I have been looking for my great-grandfather Paul Primas for a long time. When I started my family history research for a school project in 6th grade, he had already been gone for over 50 years.
What I knew about Paul Primas when I began was that he was my grandfather Oscar Primas’ father and my father’s grandfather. I knew he had a wife who lived for over 20 years past his death. He had five children, four boys and one girl. I was told he was from a town called Nekla in what is present day Poland but was Prussia when he lived there.
I wrote to my grand-uncles who still survived and asked for more details. There was another son who died young. Paul’s wife was Emma Natalie Stroschein. They had been married in Prussia before they made the trip over. Her parents were Ludwig and Susanna Stroschein. I was never told anything further about Paul.
Later I learned that Paul and Emma had come to the US in about 1887. They came to Chicago yet three of their children were born in Wisconsin. Paul died in Chicago in December 1906 at the age of 46 years old leaving his wife with five children ranging in age from 18 years old to 9 years old (my grandfather).
|Paul Primas' sons: Otto, Fred, Frank and Oscar c.1948|
Over the years I have been searching, researching, writing letters and trying to find out more about Paul Primas. As a teenager I wrote to the German Consulate to ask how to find records I was looking for and was told all the records were lost in the war (World War II) and any that did survive were now behind the Iron Curtain and unavailable. I kept looking and asking.
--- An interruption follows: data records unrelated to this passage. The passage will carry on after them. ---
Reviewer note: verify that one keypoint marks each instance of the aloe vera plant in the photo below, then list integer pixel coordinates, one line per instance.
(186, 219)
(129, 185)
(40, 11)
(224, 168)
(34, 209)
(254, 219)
As more information came on-line, I started to get little hints and clues. He arrived in Baltimore, not Ellis Island. He came with his wife Emma and their son Franz on the ship Köln from Bremen I found his citizenship was granted in Dunn County Wisconsin, even though his Declaration of Intent was filed in Cook County. In the 1891 City Directory for Chicago he is listed as a tailor. Based on his children’s birth records, between 1893 and 1897 when he was in Wisconsin he was a laborer in the lumber camps. In the 1900 US Census he and his family are living at 156 North Kedzie in Chicago and he is listed as a janitor.
In 2012 I decided I needed to go to Poland and try to find out more information about my elusive great-grandfather Paul. I still had many questions.